# Measure space $(X,\mathcal{S},\mu)$ such that $\{\mu(E):E\in\mathcal{S}\}=\{\infty\}\cup\bigcup_{k=1}^{\infty}[3k,3k+1]$

I am trying to find a measure space $$(X,\mathcal{S},\mu)$$ such that $$\{\mu(E):E\in\mathcal{S}\}=\{\infty\}\cup\bigcup_{k=0}^{\infty}[3k,3k+1]$$ and I have come up with the following:

$$(X,\mathcal{S},\mu)=(\mathbb{R},\mathcal{B},\mu)$$, where $$\mathcal{B}$$ is the set of all Borel subsets of $$\mathbb{R}$$ and $$\mu:\mathcal{B}\to [0,\infty], \mu(E):=|E\cap [0,1]|+\sum_{j=1}^{\infty}3j\cdot\delta_{3j}(E)$$, where $$|\cdot|$$ is the outer measure and $$\delta_{3j}$$ is the Dirac measure.

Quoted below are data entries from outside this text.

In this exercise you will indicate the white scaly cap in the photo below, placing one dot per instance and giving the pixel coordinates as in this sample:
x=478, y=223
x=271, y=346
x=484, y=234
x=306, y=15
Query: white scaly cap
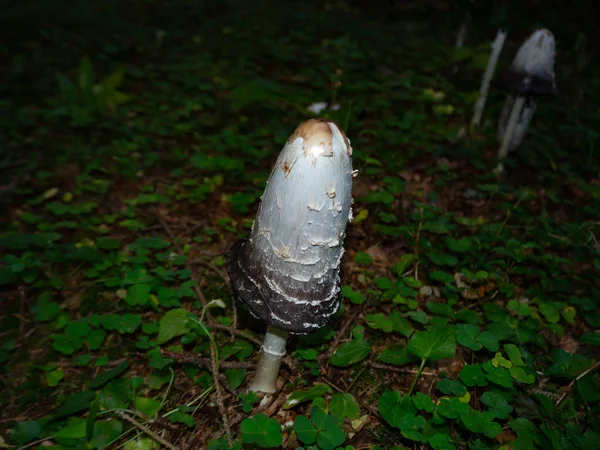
x=287, y=271
x=532, y=69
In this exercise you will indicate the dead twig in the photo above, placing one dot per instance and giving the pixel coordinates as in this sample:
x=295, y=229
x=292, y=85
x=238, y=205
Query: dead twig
x=206, y=362
x=215, y=373
x=375, y=365
x=338, y=338
x=577, y=378
x=145, y=429
x=225, y=280
x=286, y=359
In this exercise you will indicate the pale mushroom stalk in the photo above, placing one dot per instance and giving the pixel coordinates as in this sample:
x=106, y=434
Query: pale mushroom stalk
x=273, y=350
x=287, y=270
x=487, y=77
x=530, y=76
x=513, y=120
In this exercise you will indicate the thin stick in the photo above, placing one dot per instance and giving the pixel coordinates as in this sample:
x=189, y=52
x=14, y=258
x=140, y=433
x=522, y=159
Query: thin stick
x=145, y=429
x=225, y=280
x=239, y=333
x=215, y=373
x=206, y=362
x=401, y=370
x=34, y=443
x=579, y=377
x=487, y=77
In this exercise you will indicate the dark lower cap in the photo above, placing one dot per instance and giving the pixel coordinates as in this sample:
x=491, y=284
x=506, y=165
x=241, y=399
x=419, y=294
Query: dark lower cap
x=251, y=287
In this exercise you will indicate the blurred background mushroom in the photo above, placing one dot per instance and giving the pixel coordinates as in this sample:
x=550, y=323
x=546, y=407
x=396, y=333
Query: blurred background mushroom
x=530, y=76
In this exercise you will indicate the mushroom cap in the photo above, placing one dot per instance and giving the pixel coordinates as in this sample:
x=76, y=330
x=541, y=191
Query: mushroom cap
x=287, y=270
x=532, y=70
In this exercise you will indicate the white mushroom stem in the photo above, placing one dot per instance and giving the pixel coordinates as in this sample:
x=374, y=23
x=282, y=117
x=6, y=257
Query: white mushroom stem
x=461, y=37
x=273, y=349
x=487, y=77
x=510, y=128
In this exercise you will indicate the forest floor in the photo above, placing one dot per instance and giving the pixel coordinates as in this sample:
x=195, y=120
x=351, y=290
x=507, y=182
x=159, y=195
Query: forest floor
x=137, y=138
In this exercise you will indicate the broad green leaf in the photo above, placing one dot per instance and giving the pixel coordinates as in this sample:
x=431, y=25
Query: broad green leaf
x=380, y=322
x=235, y=377
x=439, y=309
x=400, y=324
x=451, y=387
x=397, y=355
x=451, y=407
x=138, y=294
x=400, y=267
x=45, y=309
x=305, y=430
x=592, y=338
x=173, y=323
x=423, y=402
x=262, y=431
x=108, y=375
x=498, y=375
x=350, y=353
x=344, y=405
x=318, y=390
x=497, y=404
x=74, y=429
x=363, y=258
x=466, y=336
x=410, y=427
x=488, y=340
x=355, y=297
x=148, y=406
x=436, y=343
x=74, y=403
x=521, y=375
x=54, y=377
x=514, y=355
x=472, y=375
x=393, y=407
x=331, y=433
x=441, y=442
x=105, y=432
x=26, y=431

Now, $$\mu(\emptyset)=0$$ and if $$E_1,E_2,\dots$$ are disjoint sets in $$\mathcal{B}(\mathbb{R})$$ then $$\mu(\bigcup_{k=1}^{\infty}E_k)=|\bigcup_{k=1}^{\infty}E_k\cap [0,1]|+\sum_{j=1}^{\infty}3j\cdot \delta_{3j}(\bigcup_{k=1}^{\infty}E_k)=\sum_{k=1}^{\infty}|E_k\cap [0,1]|+\sum_{j=1}^{\infty}\sum_{k=1}^{\infty}3j\cdot \delta_{3j}(E_k)=\sum_{k=1}^{\infty}[|E_k\cap [0,1]|+\sum_{j=1}^{\infty}3j\cdot\delta_{3j}(E_k)]=\sum_{k=1}^{\infty}\mu(E_k)$$ so $$\mu$$ is a measure and by the way it is built it gives us $$[0,1]$$ translated by $$3k$$ for $$k\geq 1$$, exactly as we wanted.

Is this correct? Is there another (perhaps simpler) measure space that has the same property? Thanks.

We know how to obtain a measure in $$(\mathbb{Z^+}, 2^{\mathbb{Z+}})$$ such that $$\{\mu(E):E\subset\mathbb{Z^+}\}=[0,1]$$ as shown in this answer.
The idea is of that answer is that we can asign each positive integer the following measure $$\mu (\{i\}) = \frac{1}{2^i}$$, such that $$\mu (A)=\sum_{n \in A} \frac 1 {2^{n}}$$. This covers all the values from $$[0,1]$$. We only need to add $$[3, 4]$$, $$[6, 7]$$..., and we would only need to have values in our measure such as $$3, 6, 9, ...$$. So a measure in $$(\mathbb{Z^+}, 2^{\mathbb{Z+}})$$ which bijects with $$\{\frac{1}{2^n} \} \cup \{3n\}$$ will work.
Your first term is Lebesgue measure on $$[0,1]$$. Instead of your complicated second term, I would just use $$3$$ times counting measure on any countably infinite subset of $$\mathbb R$$.